BUFFALO, N.Y. -- How to deal with the surging migrant population has been a hot debate topic across the country and particularly in New York, with tens of thousands of people coming to New York City over the last year, and some beginning to relocate to upstate cities this summer.

"We've seen some polling with at least some voters that this is one of their top issues, one of their top concerns and when that merges with another top concern, which is crime, it can have a huge political fallout," Democratic political analyst Jack O'Donnell said.

He said following two separate alleged incidents of sexual assault committed by migrants in Erie County, it's become an even bigger political issue there. O'Donnell said Republican Erie County executive candidate Chrissy Casilio's campaign has struggled to find its footing but appears to be gaining traction by narrowing its focus to migrants.

"Frankly it's the first sign of life we've seen from the Republican county executive campaign," he said.

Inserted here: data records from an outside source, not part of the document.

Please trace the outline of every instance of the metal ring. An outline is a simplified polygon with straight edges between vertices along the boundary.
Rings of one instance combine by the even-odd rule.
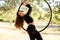
[[[46,3],[47,3],[47,5],[49,6],[49,9],[50,9],[50,19],[49,19],[49,22],[48,22],[48,24],[42,29],[42,30],[40,30],[40,31],[38,31],[38,32],[42,32],[42,31],[44,31],[48,26],[49,26],[49,24],[50,24],[50,22],[51,22],[51,20],[52,20],[52,9],[51,9],[51,6],[49,5],[49,3],[46,1],[46,0],[44,0]],[[22,3],[21,3],[22,4]],[[21,7],[21,5],[19,6],[19,9],[20,9],[20,7]],[[18,10],[19,10],[18,9]],[[22,27],[23,28],[23,27]],[[25,31],[27,31],[25,28],[23,28]]]

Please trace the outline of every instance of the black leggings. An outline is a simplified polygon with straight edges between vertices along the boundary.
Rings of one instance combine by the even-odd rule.
[[[29,34],[30,40],[43,40],[40,33],[36,30],[34,25],[29,25],[27,28],[27,32]]]

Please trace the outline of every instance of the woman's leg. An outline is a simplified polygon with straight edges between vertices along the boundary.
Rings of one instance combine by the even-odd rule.
[[[34,36],[37,40],[43,40],[40,33],[37,30],[34,32]]]
[[[36,30],[34,25],[29,25],[27,28],[27,32],[28,32],[31,40],[35,40],[35,39],[43,40],[40,33]]]
[[[34,32],[33,32],[34,30],[35,30],[35,27],[32,25],[29,25],[27,28],[27,32],[29,34],[30,40],[35,40],[35,36],[34,36]]]

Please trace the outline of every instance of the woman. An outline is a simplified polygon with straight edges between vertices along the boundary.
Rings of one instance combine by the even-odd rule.
[[[30,40],[35,40],[35,39],[43,40],[41,35],[39,34],[39,32],[35,28],[33,18],[30,16],[30,13],[32,11],[32,7],[30,6],[30,4],[28,4],[27,1],[23,2],[22,5],[28,7],[29,10],[26,14],[24,14],[23,10],[18,10],[17,18],[16,18],[16,22],[15,22],[15,27],[19,28],[19,29],[22,28],[24,20],[25,20],[27,22],[27,24],[29,25],[27,28],[27,32],[30,36]]]

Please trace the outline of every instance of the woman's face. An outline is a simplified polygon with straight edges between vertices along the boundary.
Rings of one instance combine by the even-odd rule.
[[[25,15],[23,11],[19,11],[18,14],[19,14],[21,17],[23,17],[23,16]]]

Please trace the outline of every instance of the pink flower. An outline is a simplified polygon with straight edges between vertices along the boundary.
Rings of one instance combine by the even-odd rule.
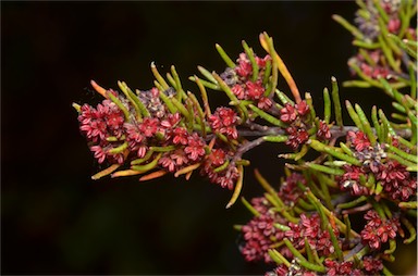
[[[388,30],[391,33],[391,34],[397,34],[397,32],[399,30],[399,27],[401,27],[401,20],[399,18],[390,18],[389,22],[388,22]]]
[[[235,72],[242,76],[247,77],[253,73],[253,66],[245,53],[241,53],[237,60],[238,65],[235,67]]]
[[[309,105],[306,103],[305,100],[300,101],[299,103],[296,103],[295,109],[297,110],[297,113],[300,116],[304,116],[309,112]]]
[[[143,123],[139,124],[139,130],[144,134],[145,137],[152,137],[159,126],[159,120],[155,117],[146,117]]]
[[[261,110],[269,110],[272,105],[273,102],[267,97],[261,97],[257,102],[257,108]]]
[[[201,156],[205,155],[205,146],[204,140],[194,133],[188,137],[188,143],[184,148],[184,152],[187,154],[187,158],[192,161],[198,161]]]
[[[161,126],[165,128],[175,127],[181,121],[180,113],[169,114],[165,120],[161,121]]]
[[[244,100],[247,97],[247,95],[245,93],[245,89],[242,85],[234,85],[231,90],[239,100]]]
[[[370,147],[370,140],[367,136],[358,130],[358,131],[347,131],[347,141],[351,141],[356,151],[362,151]]]
[[[288,134],[288,139],[285,141],[287,146],[291,146],[292,149],[296,150],[300,145],[309,140],[308,131],[304,128],[287,127],[286,133]]]
[[[97,159],[97,162],[99,162],[99,164],[104,162],[107,154],[106,154],[106,150],[102,147],[98,145],[93,146],[90,147],[90,150],[95,152],[95,159]]]
[[[230,108],[218,108],[209,116],[209,124],[213,130],[225,134],[229,138],[236,139],[238,133],[235,127],[237,121],[236,113]]]
[[[286,103],[284,108],[280,110],[280,120],[284,123],[292,123],[297,117],[295,108],[290,103]]]
[[[173,131],[173,143],[174,145],[187,145],[188,133],[184,127],[176,127]]]
[[[247,89],[248,99],[258,100],[265,93],[265,88],[262,87],[260,80],[257,80],[255,83],[248,80],[247,83],[245,83],[245,86]]]
[[[212,149],[212,151],[208,155],[209,164],[213,166],[220,166],[225,163],[226,153],[222,149]]]
[[[321,140],[331,139],[331,131],[324,121],[319,122],[319,129],[317,130],[317,137]]]

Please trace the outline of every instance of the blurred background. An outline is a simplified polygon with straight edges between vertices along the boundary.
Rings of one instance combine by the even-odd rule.
[[[199,176],[90,176],[95,163],[79,134],[72,102],[97,102],[89,80],[118,88],[152,87],[149,64],[174,64],[183,86],[197,65],[222,72],[214,43],[235,59],[245,39],[265,52],[268,32],[299,90],[321,110],[330,77],[348,79],[351,35],[331,20],[353,20],[348,1],[276,2],[1,2],[1,271],[2,274],[263,274],[245,263],[234,224],[251,216],[231,191]],[[284,80],[279,87],[287,90]],[[367,97],[370,95],[371,97]],[[212,106],[226,101],[211,93]],[[342,98],[377,102],[369,90]],[[279,184],[285,149],[266,145],[247,153],[243,195],[262,190],[253,170]],[[401,261],[415,263],[416,253]],[[399,263],[397,263],[399,264]]]

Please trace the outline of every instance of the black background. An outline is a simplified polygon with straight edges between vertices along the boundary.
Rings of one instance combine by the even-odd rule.
[[[199,176],[90,176],[96,165],[72,102],[98,100],[89,80],[152,87],[149,64],[174,64],[183,86],[197,65],[222,72],[214,43],[235,59],[245,39],[265,55],[268,32],[299,90],[322,106],[330,77],[348,79],[351,35],[331,20],[353,20],[354,2],[1,2],[1,269],[3,274],[262,274],[238,252],[234,224],[249,212],[224,205],[231,192]],[[279,87],[287,91],[284,80]],[[86,89],[88,88],[88,89]],[[368,91],[345,89],[362,102]],[[216,92],[217,104],[225,104]],[[368,110],[377,99],[366,100]],[[380,104],[380,103],[378,103]],[[382,103],[380,105],[384,105]],[[386,104],[388,105],[388,104]],[[251,170],[279,184],[275,145],[246,156],[243,195],[261,195]],[[413,261],[414,263],[414,261]]]

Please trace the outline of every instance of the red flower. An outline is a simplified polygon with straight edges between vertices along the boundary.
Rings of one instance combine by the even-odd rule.
[[[242,76],[247,77],[253,73],[253,66],[245,53],[241,53],[237,60],[238,65],[235,67],[235,72]]]
[[[353,269],[353,262],[336,262],[330,259],[327,259],[323,264],[327,267],[327,275],[335,276],[335,275],[353,275],[354,273],[358,274],[358,269]],[[357,271],[357,272],[355,272]]]
[[[292,149],[296,150],[300,145],[309,140],[308,131],[304,128],[287,127],[286,133],[288,134],[288,139],[285,141],[287,146],[291,146]]]
[[[356,151],[362,151],[370,147],[370,140],[362,131],[347,131],[347,141],[352,142]]]
[[[159,126],[159,120],[155,117],[146,117],[143,123],[139,124],[139,130],[144,134],[145,137],[152,137]]]
[[[297,113],[300,116],[304,116],[309,112],[309,105],[306,103],[305,100],[300,101],[299,103],[296,103],[295,109],[297,110]]]
[[[271,61],[271,57],[270,57],[269,54],[267,54],[263,59],[256,57],[257,65],[258,65],[260,68],[265,68],[265,67],[266,67],[266,62],[267,62],[268,60]]]
[[[331,139],[331,131],[328,127],[328,124],[324,121],[319,122],[319,129],[317,131],[317,137],[321,140]]]
[[[161,121],[161,126],[165,128],[175,127],[181,121],[180,113],[169,114],[165,120]]]
[[[383,222],[374,210],[368,211],[365,219],[367,224],[360,233],[361,242],[376,250],[379,250],[389,239],[396,238],[396,231],[401,227],[398,218],[393,217]]]
[[[136,124],[125,123],[125,133],[127,135],[127,141],[133,141],[134,143],[142,142],[145,137],[142,133],[139,133],[138,126]]]
[[[417,179],[406,171],[406,166],[397,161],[389,160],[379,166],[377,179],[381,180],[384,190],[392,199],[406,201],[417,192]]]
[[[233,139],[238,137],[238,133],[234,126],[236,121],[236,113],[230,108],[218,108],[214,113],[209,116],[209,124],[213,130],[225,134]]]
[[[210,165],[220,166],[225,163],[226,153],[222,149],[212,149],[208,155],[208,162]]]
[[[188,137],[187,147],[184,148],[184,152],[187,154],[187,158],[192,161],[198,161],[201,156],[205,155],[205,146],[204,140],[194,133]]]
[[[373,259],[372,256],[364,256],[362,266],[368,275],[380,274],[380,272],[383,269],[382,261]]]
[[[257,102],[257,108],[262,110],[269,110],[271,105],[273,105],[273,102],[267,97],[261,97]]]
[[[354,196],[369,195],[369,190],[360,185],[360,175],[366,175],[362,167],[344,165],[345,173],[339,178],[342,190],[351,190]]]
[[[290,103],[286,103],[284,108],[280,110],[280,120],[284,123],[292,123],[297,117],[295,108]]]
[[[245,93],[245,89],[242,85],[234,85],[231,90],[239,100],[244,100],[247,97],[247,95]]]
[[[173,143],[174,145],[187,145],[188,142],[188,133],[187,129],[184,127],[176,127],[173,130]]]
[[[401,27],[401,20],[399,18],[391,18],[388,22],[388,30],[391,34],[396,34],[399,30]]]
[[[99,162],[99,164],[104,162],[107,154],[106,154],[106,150],[102,147],[98,145],[93,146],[90,147],[90,150],[95,152],[95,159],[97,159],[97,162]]]
[[[248,99],[250,100],[258,100],[262,95],[265,93],[265,88],[262,87],[262,84],[260,80],[257,80],[255,83],[248,80],[245,83]]]

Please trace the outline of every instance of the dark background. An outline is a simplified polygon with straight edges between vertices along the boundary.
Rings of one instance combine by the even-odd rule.
[[[258,35],[266,30],[299,90],[321,106],[330,77],[349,78],[354,53],[351,35],[331,15],[353,20],[355,10],[354,2],[328,1],[2,1],[2,274],[263,274],[238,252],[232,226],[250,214],[241,203],[224,209],[230,191],[199,176],[93,181],[100,167],[71,104],[97,101],[86,89],[90,79],[151,88],[152,61],[161,73],[175,64],[183,85],[196,91],[187,77],[197,65],[225,67],[214,43],[235,59],[245,39],[265,55]],[[366,93],[345,89],[342,98],[362,101]],[[247,199],[261,195],[254,167],[279,183],[282,150],[262,146],[247,154]]]

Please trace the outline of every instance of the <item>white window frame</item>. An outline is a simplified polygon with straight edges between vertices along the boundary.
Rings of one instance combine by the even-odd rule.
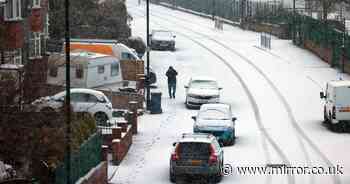
[[[1,56],[1,55],[0,55]],[[5,62],[10,64],[22,64],[22,49],[13,49],[4,52]]]
[[[32,43],[33,45],[30,45],[30,47],[32,47],[32,49],[34,49],[33,55],[31,55],[32,53],[29,52],[29,59],[37,59],[37,58],[41,58],[41,34],[39,32],[33,32],[32,33],[32,37],[30,38],[30,43]]]
[[[32,8],[41,8],[41,0],[33,0]]]
[[[17,49],[17,53],[15,54],[16,51],[14,51],[14,55],[13,55],[13,64],[18,64],[21,65],[22,64],[22,49]]]
[[[12,10],[11,13],[9,12],[9,10]],[[6,5],[4,7],[4,20],[5,21],[22,20],[22,0],[8,0],[7,1]]]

This weekend, incumbent Democrat Mark Poloncarz changed course — a bit — asking New York City Mayor Adams to stop sending migrants to Erie County for the time being. He had generally taken a welcoming approach, however, discussing his belief the county had a moral and legal responsibility to accept asylum seekers, even as other upstate leaders moved to institute policies meant to keep them out.

"I think of course there was some political calculation in that. Democrats broadly care about this issue, care about finding places for people to stay, being welcome and being open and I think that may have been strategic, but absolutely I take the county executive at his word that this started from a place of principle," O'Donnell said.

He said the migrant discussion may not just impact the tops of ballots, like the Erie County executive race.

"It becomes an issue, especially in places where we've seen some of these migrants housed. We've heard a lot about it from elected officials in the town of Cheektowaga. We've got a competitive supervisors race there," he said.

Although the upstate migrant populations are in largely Democratic counties, O'Donnell pointed out this is an off year election cycle and if Republicans can use the issue to drive their own voters to turn out and potentially keep moderate Democrats and independents home, it could be to their benefit.